Non concentrarti sulla vittoria… ma fallo per amore” – Agnes Keleti

La centenaria Olimpica Agnes Keleti è sopravvissuta alle persecuzioni e alla Shoa, diventando in seguito una campionessa.

“Devi amare la vita e guardare sempre il lato positivo”.

Questo è il segreto di Agnes Keleti che con i suoi 100 anni si afferma come la più anziana campionessa Olimpica vivente:

Questa filosofia è sempre rimasta scandita in ogni momento della sua vita. Dal successo, alle tragedie, fino alla resilienza.

Nata come brillante ginnasta, Agnes non avrebbe mai potuto immaginare che i tanti fattori esterni avrebbero condizionato così tanto la sua infanzia.

All’età di 16 anni la giovane Agnes, piena di grandi aspettative e speranze, vinse i campionati nazionali ungheresi e, da li in poi il suo obiettivo fu quello di esibirsi nel più grande palcoscenico di questo sport, ovvero le Olimpiadi.

Lo scoppio della Seconda Guerra Mondiale, però, sconvolse ogni cosa.

Il paese natale di Agnes cadde sotto l’occupazione nazista e, a causa dei suoi antenati ebrei, l’unica speranza di sopravvivenza per lei fu quella di nascondersi e assumere la falsa identità di una domestica cristiana. Lei, sua madre e la sorella riuscirono a sopravvivere, mentre suo padre e altri parenti furono uccisi nel campo di concentramento di Auschwitz-Birkenau.

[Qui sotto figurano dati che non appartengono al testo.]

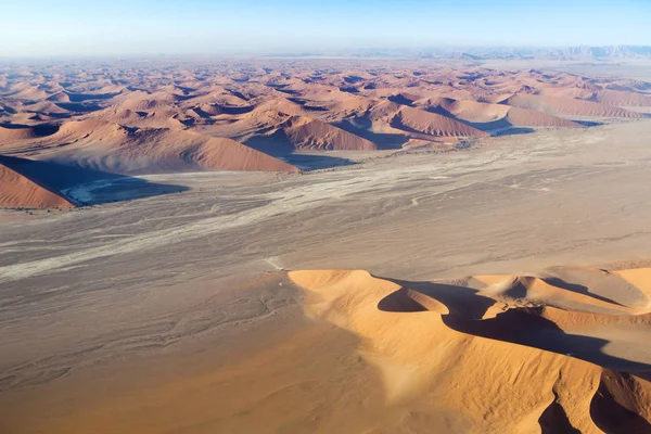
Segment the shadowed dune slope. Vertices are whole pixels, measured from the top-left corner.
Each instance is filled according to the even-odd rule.
[[[582,117],[624,117],[643,118],[643,114],[630,112],[615,105],[592,101],[576,100],[562,97],[541,97],[534,94],[515,94],[501,102],[520,108],[542,112],[549,115],[567,115]]]
[[[0,207],[72,208],[62,195],[39,186],[0,162]]]

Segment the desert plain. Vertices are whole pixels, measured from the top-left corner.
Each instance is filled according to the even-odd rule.
[[[651,432],[651,84],[585,69],[0,69],[0,432]]]

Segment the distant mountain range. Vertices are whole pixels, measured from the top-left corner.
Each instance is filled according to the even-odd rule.
[[[277,54],[279,55],[279,54]],[[419,49],[350,49],[344,52],[318,52],[280,54],[306,58],[314,55],[344,55],[350,58],[408,58],[408,59],[458,59],[485,60],[558,60],[558,61],[621,61],[631,59],[651,60],[651,46],[604,47],[429,47]]]

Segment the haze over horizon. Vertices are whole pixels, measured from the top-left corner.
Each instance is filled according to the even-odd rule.
[[[651,44],[642,0],[2,1],[0,56]]]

Dopo la fine della guerra, Agnes prese la decisione di tornare alla sua carriera di ginnasta. Il suo obiettivo rimase sempre lo stesso: le Olimpiadi.

A Londra 1948 tuttavia, Agnes dovette rinunciare a causa di un infortunio ai legamenti: fu la terza Olimpiade consecutiva che perse, ma quattro anni dopo finalmente ci riuscì.

Helsinki 52 infatti, segnò il suo debutto Olimpico. A 31 anni Agnes risultava ben oltre l’età media delle sue rivali (23 anni), ma alla fine fece grandi risultati. La ginnasta, infatti, sbancò Helsinki con una medaglia d’oro, un argento e due bronzi.

I suoi risultati la spinsero ad altre Olimpiadi, mostrando finalmente a tutti il suo talento già evidente sin dai primi campionati nazionali nel 1937.

Ai Giochi Olimpici di Melbourne nel 1956 batté la leggendaria ginnasta sovietica Laris Latynina vincendo altre sei medaglie, quattro delle quali d’oro.

Delle dieci medaglie ottenute, la prima è quella a cui Agnes tiene di più. “La mia preferita è la medaglia d’oro per gli esercizi a corpo libero”.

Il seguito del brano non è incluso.